CHILD’S PLAY: Backbench Tory MPs, who have been quietly sulking over the coronavirus restrictions, are now throwing their toys out the pram. The 1922 committee chair Sir Graham Brady said ministers had “got into the habit of ruling by decree” and said parliament must be given the chance to approve any new curbs. “The British people aren’t used to being treated as children,” he huffed. Lib Dem leader Sir Ed Davey complained about the new 10pm curfew rule as “a step backwards … we cannot allow thousands of jobs to disappear overnight.” Scotland’s first minister Nicola Sturgeon will make her own statement this afternoon, and warned that additional restrictions will “almost certainly” be put in place north of the border. It comes as Northern Ireland and four more areas in Wales bring in regional bans on different households mixing indoors from 6pm on Tuesday.

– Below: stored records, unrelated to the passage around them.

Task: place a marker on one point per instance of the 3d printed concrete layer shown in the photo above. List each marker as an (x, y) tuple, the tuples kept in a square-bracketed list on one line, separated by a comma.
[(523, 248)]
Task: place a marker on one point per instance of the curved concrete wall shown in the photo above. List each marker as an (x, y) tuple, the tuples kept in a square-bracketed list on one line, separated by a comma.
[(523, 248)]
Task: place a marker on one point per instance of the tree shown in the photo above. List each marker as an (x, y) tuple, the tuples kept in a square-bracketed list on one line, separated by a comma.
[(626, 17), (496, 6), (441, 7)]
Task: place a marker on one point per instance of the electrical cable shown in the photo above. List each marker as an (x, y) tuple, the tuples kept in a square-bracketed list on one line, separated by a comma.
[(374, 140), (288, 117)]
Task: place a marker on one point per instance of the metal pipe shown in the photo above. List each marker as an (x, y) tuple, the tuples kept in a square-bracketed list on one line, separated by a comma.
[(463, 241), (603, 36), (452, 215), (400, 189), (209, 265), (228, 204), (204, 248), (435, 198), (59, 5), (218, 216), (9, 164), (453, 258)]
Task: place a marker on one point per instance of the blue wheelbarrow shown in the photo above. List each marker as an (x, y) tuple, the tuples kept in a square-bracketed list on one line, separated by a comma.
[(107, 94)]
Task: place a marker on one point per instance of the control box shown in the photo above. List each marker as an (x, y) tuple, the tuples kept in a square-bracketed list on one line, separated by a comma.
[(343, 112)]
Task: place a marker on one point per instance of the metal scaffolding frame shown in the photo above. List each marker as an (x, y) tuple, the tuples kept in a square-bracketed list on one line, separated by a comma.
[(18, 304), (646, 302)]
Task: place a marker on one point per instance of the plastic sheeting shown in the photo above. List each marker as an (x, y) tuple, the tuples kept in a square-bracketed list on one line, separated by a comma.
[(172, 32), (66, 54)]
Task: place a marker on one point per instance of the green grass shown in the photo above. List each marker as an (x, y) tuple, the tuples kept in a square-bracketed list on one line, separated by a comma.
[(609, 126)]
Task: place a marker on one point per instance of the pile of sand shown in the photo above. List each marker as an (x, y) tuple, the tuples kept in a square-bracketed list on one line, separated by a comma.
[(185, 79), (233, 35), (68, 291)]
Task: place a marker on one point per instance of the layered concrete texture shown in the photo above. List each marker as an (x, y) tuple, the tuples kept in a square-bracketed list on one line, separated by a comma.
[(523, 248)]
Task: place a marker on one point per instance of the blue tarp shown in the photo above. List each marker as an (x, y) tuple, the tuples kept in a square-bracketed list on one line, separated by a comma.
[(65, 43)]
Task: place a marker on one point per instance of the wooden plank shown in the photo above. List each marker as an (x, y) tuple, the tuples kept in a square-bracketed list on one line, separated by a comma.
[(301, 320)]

MY COUNTRY 'TIS OF ME: Keir Starmer will try to wrap Labour’s red flag in the red, white and blue one when he makes an appeal to patriotism in his first conference speech as leader. Speaking from Doncaster, Starmer will say he wants Britain to be the “best country to grow up in and the best country to grow old in. A country in which we put family first.” In an unashamedly unsubtle appeal to the “red wall” voters who abandoned the party, he will state: “I ask you: take another look at Labour. We’re under new leadership. We love this country as you do.” Will he have much to say about Brexit? Probably not. The row over Downing Street’s international law-breaking bill continues, nevertheless. Former PM Theresa May said she could not support the bill because it would “weaken the UK in the eyes of the world …our reputation as a country that sticks by its word will have been tarnished”.

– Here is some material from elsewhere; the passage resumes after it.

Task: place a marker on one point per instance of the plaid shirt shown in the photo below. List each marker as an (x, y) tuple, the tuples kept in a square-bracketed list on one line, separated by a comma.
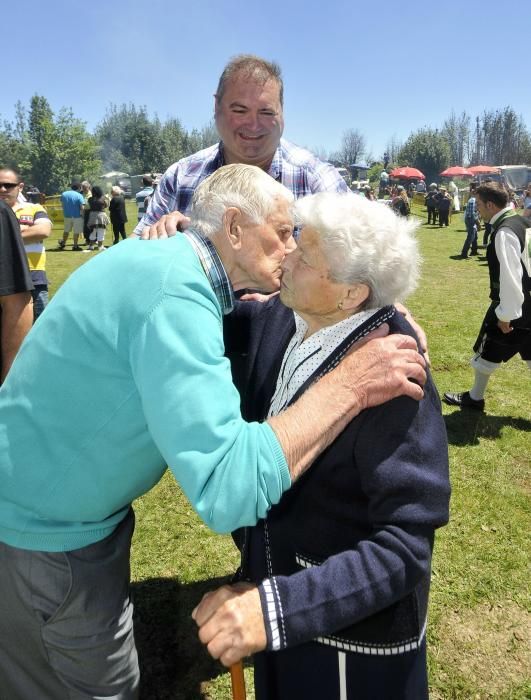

RUBLE SCRUPLES: Tories won’t hand back the £1.7m donated by Lubov Chernukhin, despite leaked files reportedly showing show her husband received £6.1m from a politician sanctioned in the US over his ties to the Kremlin. The Conservative party insisted Ms Chernukhin, a British citizen, has “the democratic and legal right to donate to a political party”. Labour MP Chris Bryant said the party should return “every penny”, adding: “Successive Tory prime ministers have been utterly complacent and naive about accepting vast slabs of cash from Russian cronies of Putin.” Elsewhere, there was a more minor controversy involving Boris Johnson’s former political secretary. Tory MP Danny Kruger admitted he “forgot” to put on a face covering while on the hour-long train journey from Wiltshire to London. “I do apologise for my mistake.”

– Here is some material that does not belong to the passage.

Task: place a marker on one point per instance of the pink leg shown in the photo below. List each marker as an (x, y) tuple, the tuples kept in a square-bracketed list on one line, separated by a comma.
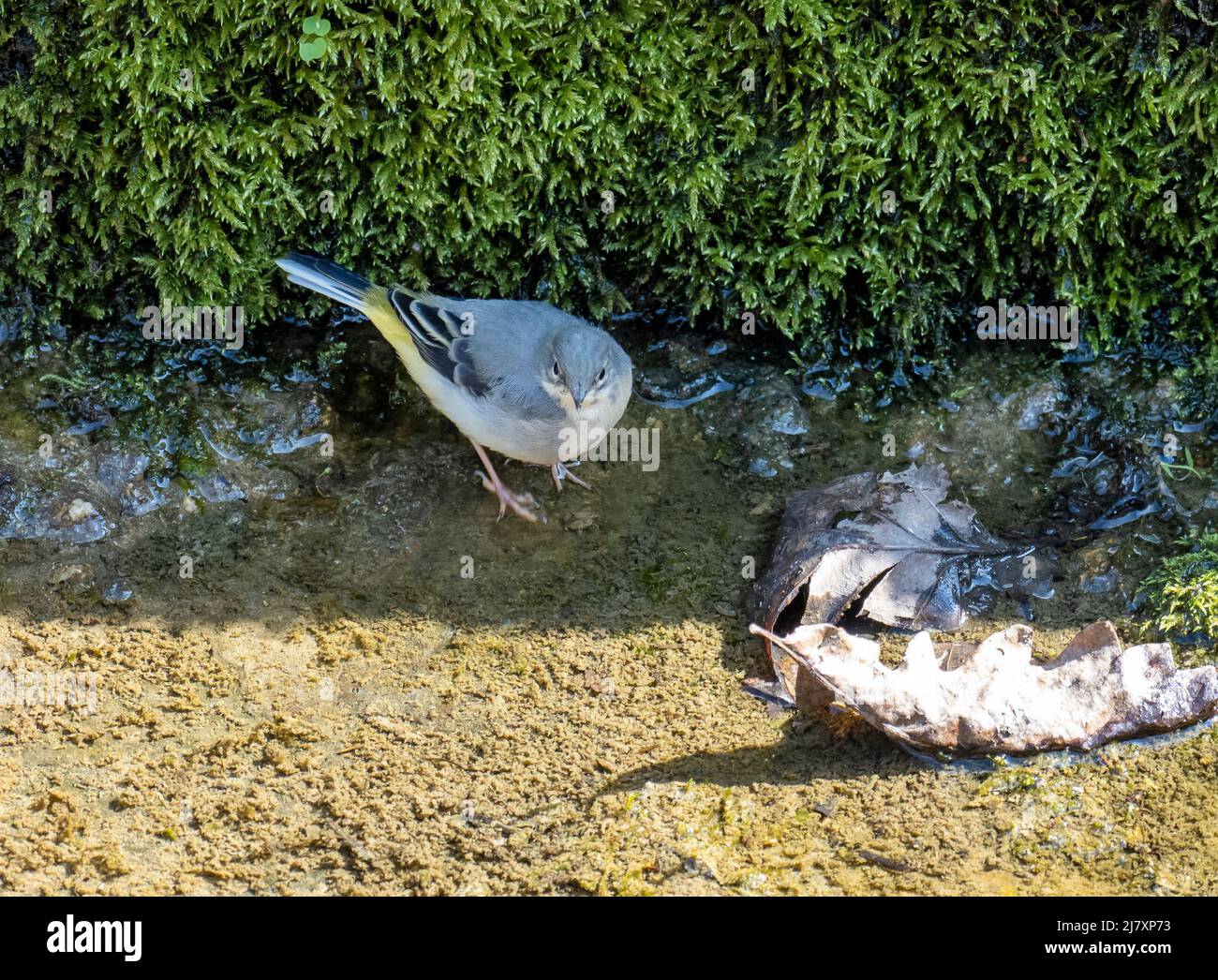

THEY SEEK HIM HERE, THEY SEEK HIM THERE: Much of the Twitterati got their flight paths in a twist after Italy’s La Repubblica newspaper published a story claiming Boris Johnson flew into Perugia earlier this month for a secret weekend trip. No 10 said it was “completely untrue”. Perugia Airport then retracted its claim Johnson had been there – saying staff had mistook perma-tanned Tony Blair for the current British PM. Easily done, I suppose. On the Friday he was supposedly in Italy, Johnson held an online video call with Tory MPs worried about his law-breaking Brexit bill. Screengrabs of the Tory leader inside the Cabinet room were shared on Twitter – but it hasn’t convinced the conspiracy-minded. Incidentally, the UK and EU have now agreed to hold another joint committee meeting on 28 September, despite all the bad blood over the Internal Market Bill.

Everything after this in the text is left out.